Writing an NLP bot that rewords articles to blame the driver 100% of the time is nothing but an exercise in getting a nice revenge dopamine rush. But drivers aren't the ones building roads.
Leadership (politicians) respond to public sentiment and attitudes held by their constituents. They're not going to build safer streets, despite the benefits and means to do so, without the political will of citizens. Shifting the way the public perceives fatal car crashes would compel more people to bring up the issue with their local leaders and gather the momentum needed for such changes.

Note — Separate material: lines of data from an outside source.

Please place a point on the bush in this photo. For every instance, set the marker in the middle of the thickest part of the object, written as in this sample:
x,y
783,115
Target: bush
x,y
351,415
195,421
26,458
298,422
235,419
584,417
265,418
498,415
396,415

> But the solution that comes out of that framing is to somehow shame drivers into being better, as opposed to making roads better.
This tool actually includes a recommendation called "framing" which asks writers to incorporate sentences specifically to highlight the systemic nature of the problem as opposed to blaming individual drivers. Click on one of the examples to see, explained at https://visionzeroreporting.com/issues#framing:
Article lacks thematic framing. Readers who encounter episodic frames tend to hold individuals responsible for negative outcomes and put less pressure on public leaders to make changes. [Learn more about framing]
"We need to limit speed and the amount of interactions between cars and pedestrians" doesn't sound to me like relying on shaming (which never works). Rather, it evokes like building e.g. walkways and bike paths that are physically separated from roads with cars. That is much more effective.